Pepsi has one of the more unusual research and development operations in the food and beverage business. Its leader, Mehmood Khan, is a physician and scientist who previously worked at Takeda Pharmaceuticals, and he has brought that expertise to bear in reducing sugar, enhancing flavor and generally improving the nutritional quality of the company’s products.

One of the first innovations to come out of Dr. Khan’s lab was Trop50, an orange juice product with half the calories of orange juice. More recently, the lab’s work was responsible for one of the company’s most successful products in the last decade, Mountain Dew Kickstart, a 60-calorie version of the soda with flavors like Pineapple Orange Mango and Fruit Punch.

Trop50 and Kickstart are sweetened with stevia, a natural sweetener that has been difficult to use because the initial sweetness it delivers tends to quickly turn bitter. Kickstart, which was introduced in 2013, is on track to generate $400 million in sales this year, Dr. Khan said.
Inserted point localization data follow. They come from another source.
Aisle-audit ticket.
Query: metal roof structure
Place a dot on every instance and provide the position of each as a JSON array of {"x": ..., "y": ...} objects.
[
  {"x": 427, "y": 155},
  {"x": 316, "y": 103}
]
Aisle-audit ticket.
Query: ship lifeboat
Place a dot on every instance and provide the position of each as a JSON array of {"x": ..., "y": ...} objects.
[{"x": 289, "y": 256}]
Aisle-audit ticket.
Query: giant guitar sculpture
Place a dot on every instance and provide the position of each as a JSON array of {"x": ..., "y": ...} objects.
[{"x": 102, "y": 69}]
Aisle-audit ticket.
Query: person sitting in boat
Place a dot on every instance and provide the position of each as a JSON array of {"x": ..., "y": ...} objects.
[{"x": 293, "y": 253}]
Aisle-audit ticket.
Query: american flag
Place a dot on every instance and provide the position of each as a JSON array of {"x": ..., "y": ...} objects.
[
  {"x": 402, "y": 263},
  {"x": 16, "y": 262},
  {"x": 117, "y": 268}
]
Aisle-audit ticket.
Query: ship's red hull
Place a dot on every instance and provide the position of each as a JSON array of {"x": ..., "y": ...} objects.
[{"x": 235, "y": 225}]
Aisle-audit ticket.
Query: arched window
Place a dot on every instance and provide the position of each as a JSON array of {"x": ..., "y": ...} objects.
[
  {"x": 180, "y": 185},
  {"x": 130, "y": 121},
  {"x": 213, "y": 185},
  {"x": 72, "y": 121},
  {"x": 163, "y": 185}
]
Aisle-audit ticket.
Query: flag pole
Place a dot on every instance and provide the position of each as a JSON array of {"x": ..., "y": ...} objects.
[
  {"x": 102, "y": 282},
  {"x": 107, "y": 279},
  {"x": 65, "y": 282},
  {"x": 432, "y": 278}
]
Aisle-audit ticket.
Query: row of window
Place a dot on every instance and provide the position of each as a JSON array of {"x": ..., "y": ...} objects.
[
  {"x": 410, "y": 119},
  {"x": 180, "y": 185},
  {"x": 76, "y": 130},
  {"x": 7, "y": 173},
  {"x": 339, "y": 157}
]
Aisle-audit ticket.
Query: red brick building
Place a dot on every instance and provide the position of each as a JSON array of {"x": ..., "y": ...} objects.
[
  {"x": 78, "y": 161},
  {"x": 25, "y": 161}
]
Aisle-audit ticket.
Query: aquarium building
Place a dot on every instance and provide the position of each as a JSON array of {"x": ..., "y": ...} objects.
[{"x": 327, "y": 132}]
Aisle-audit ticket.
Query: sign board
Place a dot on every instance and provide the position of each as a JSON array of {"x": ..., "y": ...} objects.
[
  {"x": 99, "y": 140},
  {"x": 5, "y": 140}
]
“Nobody has copied that product or Trop50 because they can’t,” said Dr. Khan, vice chairman and chief scientific officer at PepsiCo. “We have know-how in our lab that no one else has, and we can leverage that to make these drugs taste better.”

The idea of tapping into PepsiCo’s expertise came from Rajneesh Taneja, senior director of pharmaceutical product development at the alliance and himself a survivor of drug-resistant TB — and a veteran of Pepsi’s R & D lab. Dr. Khan said it took almost no time to get Indra Nooyi, PepsiCo’s chief executive, to sign off on a partnership.

“This is a no-brainer,” he said.

PepsiCo will be working to improve the flavor and sensory perception of 17 drugs used in treating tuberculosis. The company is donating to the alliance its time, expertise and any intellectual property associated with the flavors and sensory innovations it comes up with to make the drugs more palatable.

Ties between soda and food companies and medical organizations have been under scrutiny of late, but Dr. Spiegelman said he was not concerned that the alliance’s organization with Pepsi would corrupt its mission.

“I have to admit that when we went more public about this internally, some of our people raised the issue of this being a company that’s selling sugar to kids and making people fat and did we really want to be associated with that,” Dr. Spigelman said. “But as I weighed the option of being politically correct versus really doing something that will help save lives, to me the decision was really simple.”